わたしが学生だった20年前から変わってないですね。

すでに、大学は学問の府ではなく、有料レジャーランドの一種なので、専門知識の伝授と専門家の養成を行うのではなく、エンターテイメントを提供しないといけないのではないでしょうか。
大学教員には、サービス精神が足りないと思います。もっとエンターテナーになってください。面白いネタでもつまらない講義になってしまっていませんか。

でなければ、ターゲットを変えて、授業料を上げてマスプロダクションをしない趣味の専門家養成システムに再構築する必要があります。もちろん、それがペイできるかどうかは、宣伝にかかっているので、今以上に学生獲得のための努力が必要になるとは思いますが。
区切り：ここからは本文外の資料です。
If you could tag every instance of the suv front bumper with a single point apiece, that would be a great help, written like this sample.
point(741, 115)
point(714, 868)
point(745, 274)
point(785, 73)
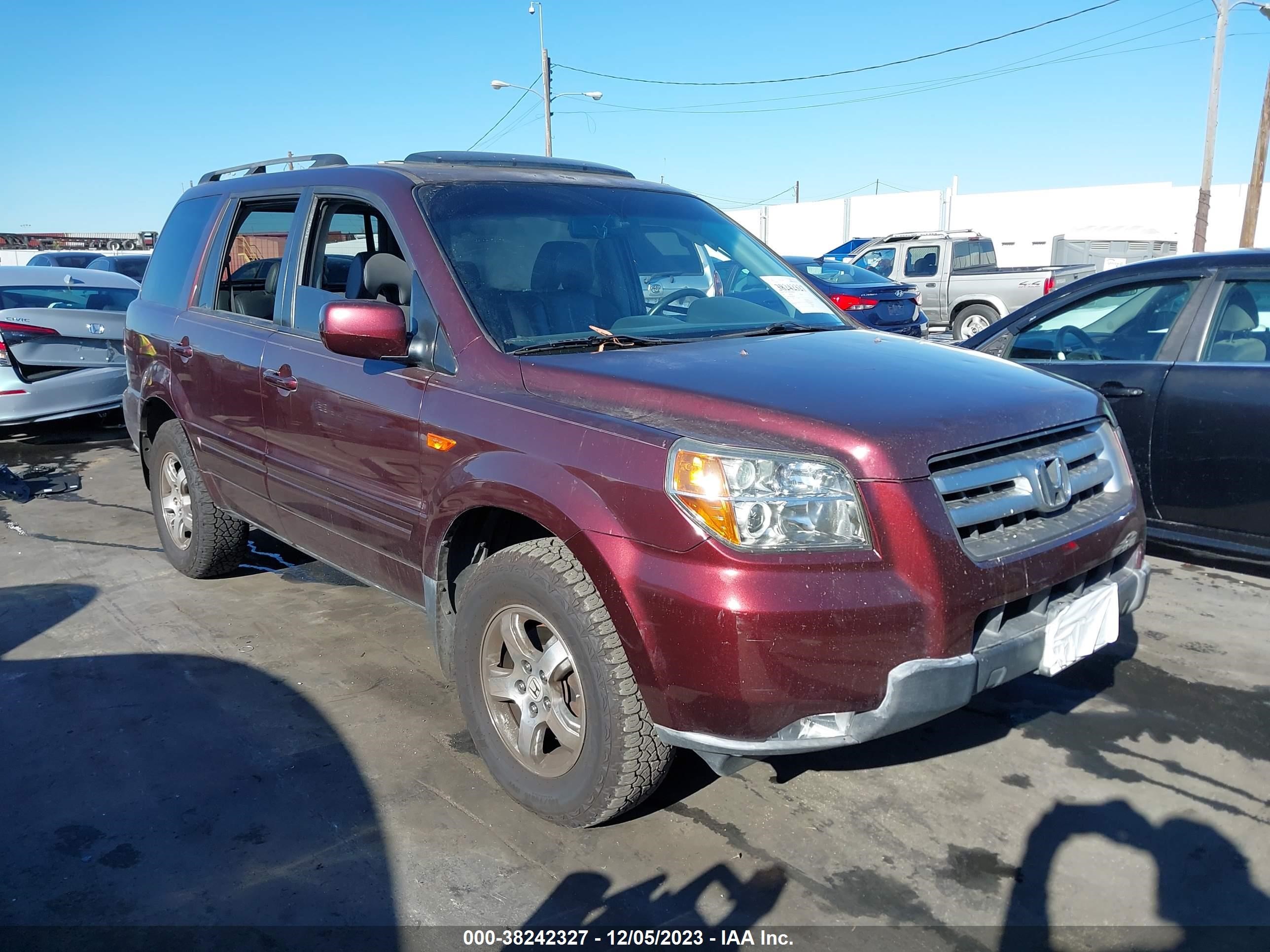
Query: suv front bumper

現実的には、私語をする生徒を特定して、履修登録したら「可」はやるから出席をさせないというのもありかもしれません。義務を果たしていないのはどちらもですから責任は相殺されると思います。そうすれば興味のある人間だけが残るでしょう。知識伝授方の講義でも、一人の講義者が注意をまとめられる人数は20名程度ではないでしょうか。
by kinneko (2005-07-21 18:45) 

yfukuda

 コメントありがとうございます。

 魅力的な講義をする、というのは、もちろん努力目標として必要なことですが、魅力的でも聞いていない人がいるし、それが少数でも、授業全体の足を引っ張る、というのが、つらいところです。

 出席を取らず、最後の試験のみで判定する、つまり出席し、話を聞いていなかったら単位をもらえない、としたとしても、困ったことに、学生は試験のときというような先のことよりも、今、目の前にいる友達との会話の方に引きずられてしまうようです。

 ただ、100%の解決を望まず、少しでも勉学の雰囲気を壊さないようにするために、小手先だけではありますが、さまざまな方法を試行錯誤している状態です。